RL (EU) 2015/2302 Art. 3 Nr. 12
, Art. 12 Abs. 2
a) Bei der Beurteilung der Frage, ob eine erhebliche Beeinträchtigung i.S.v. § 651h Abs. 3 S. 1 BGB vorliegt, sind individuelle Verhältnisse oder Eigenschaften des Reisenden zu berücksichtigen, wenn sie für die Durchführbarkeit der Reise erst aufgrund der außergewöhnlichen Umstände im Sinne der genannten Vorschrift Bedeutung gewinnen und die daraus resultierenden Gefahren für den Reisenden dem gewöhnlichen Reisebetrieb im Buchungszeitpunkt noch nicht innegewohnt haben (Bestätigung von BGH, Urt. v. 30.8.2022 – X ZR 66/21, MDR 2022, 1400 = NJW 2022, 3707 = RRa 2022, 283 Rz. 63).
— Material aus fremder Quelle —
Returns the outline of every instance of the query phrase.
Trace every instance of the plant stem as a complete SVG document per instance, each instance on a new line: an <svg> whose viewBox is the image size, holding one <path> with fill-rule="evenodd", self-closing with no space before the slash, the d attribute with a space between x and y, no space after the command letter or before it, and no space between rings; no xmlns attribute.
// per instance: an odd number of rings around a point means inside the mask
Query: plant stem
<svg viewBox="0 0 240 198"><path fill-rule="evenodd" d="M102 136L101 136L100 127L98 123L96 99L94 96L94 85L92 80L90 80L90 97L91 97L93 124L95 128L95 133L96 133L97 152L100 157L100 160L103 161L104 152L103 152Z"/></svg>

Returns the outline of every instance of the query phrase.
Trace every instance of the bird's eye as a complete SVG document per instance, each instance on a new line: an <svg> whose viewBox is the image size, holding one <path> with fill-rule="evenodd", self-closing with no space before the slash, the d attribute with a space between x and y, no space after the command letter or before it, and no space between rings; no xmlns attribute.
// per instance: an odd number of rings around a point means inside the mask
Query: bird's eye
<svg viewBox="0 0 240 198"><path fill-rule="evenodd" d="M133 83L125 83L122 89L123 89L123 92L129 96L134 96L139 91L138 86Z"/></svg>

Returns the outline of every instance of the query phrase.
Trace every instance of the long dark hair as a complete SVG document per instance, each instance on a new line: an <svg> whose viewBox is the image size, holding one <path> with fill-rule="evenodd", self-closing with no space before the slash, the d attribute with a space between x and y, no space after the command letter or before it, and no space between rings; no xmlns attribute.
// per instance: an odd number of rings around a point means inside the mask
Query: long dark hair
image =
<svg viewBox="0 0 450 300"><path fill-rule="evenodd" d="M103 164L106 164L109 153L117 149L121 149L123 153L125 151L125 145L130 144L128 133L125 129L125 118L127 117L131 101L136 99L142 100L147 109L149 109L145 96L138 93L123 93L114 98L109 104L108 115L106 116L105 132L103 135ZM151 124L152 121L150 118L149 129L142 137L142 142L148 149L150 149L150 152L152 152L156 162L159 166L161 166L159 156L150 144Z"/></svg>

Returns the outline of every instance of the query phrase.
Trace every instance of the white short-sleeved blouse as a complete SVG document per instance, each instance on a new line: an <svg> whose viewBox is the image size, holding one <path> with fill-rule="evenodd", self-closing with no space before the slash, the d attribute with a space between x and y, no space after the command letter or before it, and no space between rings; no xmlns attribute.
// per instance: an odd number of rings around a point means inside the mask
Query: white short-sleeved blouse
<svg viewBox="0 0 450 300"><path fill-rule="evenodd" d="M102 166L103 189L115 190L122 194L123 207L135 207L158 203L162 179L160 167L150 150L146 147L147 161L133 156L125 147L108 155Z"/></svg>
b) Dies gilt nicht nur für einfach festzustellende Umstände wie z.B. das Alter des Reisenden, sondern grundsätzlich für jeden Umstand, der zu einer Beeinträchtigung im genannten Sinne führen kann.BGH Urt. v. 23.1.2024 – X ZR 4/23
Vorinstanzen:
LG Düsseldorf – 22 S 98/22
AG Düsseldorf – 49 C 130/21
Aus den Gründen:
Die Beklagte hat gem. § 651h Abs. 1 S. 2 BGB ihren Anspruch auf den Reisepreis verloren, weil der Kläger nach § 651h Abs. 1 S. 1 BGB wirksam vor Reisebeginn vom Pauschalreisevertrag zurückgetreten ist. Damit ist die Beklagte zur Rückzahlung des gezahlten Reisepreises verpflichtet.15
Mit der vom Berufungsgericht gegebenen Begründung kann ein Entschädigungsanspruch aus § 651h Abs. 1 S. 3 BGB, den die Beklagte dem Klageanspruch entgegenhalten könnte, nicht bejaht werden.16
Zu Recht ist das Berufungsgericht davon ausgegangen, dass die Covid-19-Pandemie im Streitfall einen unvermeidbaren und außergewöhnlichen Umstand i.S.v. § 651h Abs. 3 S. 2 BGB darstellt.19
Dagegen hält die Auffassung des Berufungsgerichts, im Zeitpunkt des Rücktritts habe keine hinreichende Wahrscheinlichkeit dafür bestanden, dass die Durchführung der Reise oder die Beförderung von Personen an den Bestimmungsort erheblich beeinträchtigt werde, der revisionsrechtlichen Überprüfung nicht stand.20
Zutreffend ist das Berufungsgericht davon ausgegangen, dass der Tatbestand von § 651h Abs. 3 BGB erfüllt ist, wenn schon vor Beginn der Reise außergewöhnliche Umstände vorliegen, die eine erhebliche Wahrscheinlichkeit dafür begründen, dass die Reise oder die Beförderung zum Bestimmungsort erheblich beeinträchtigt ist …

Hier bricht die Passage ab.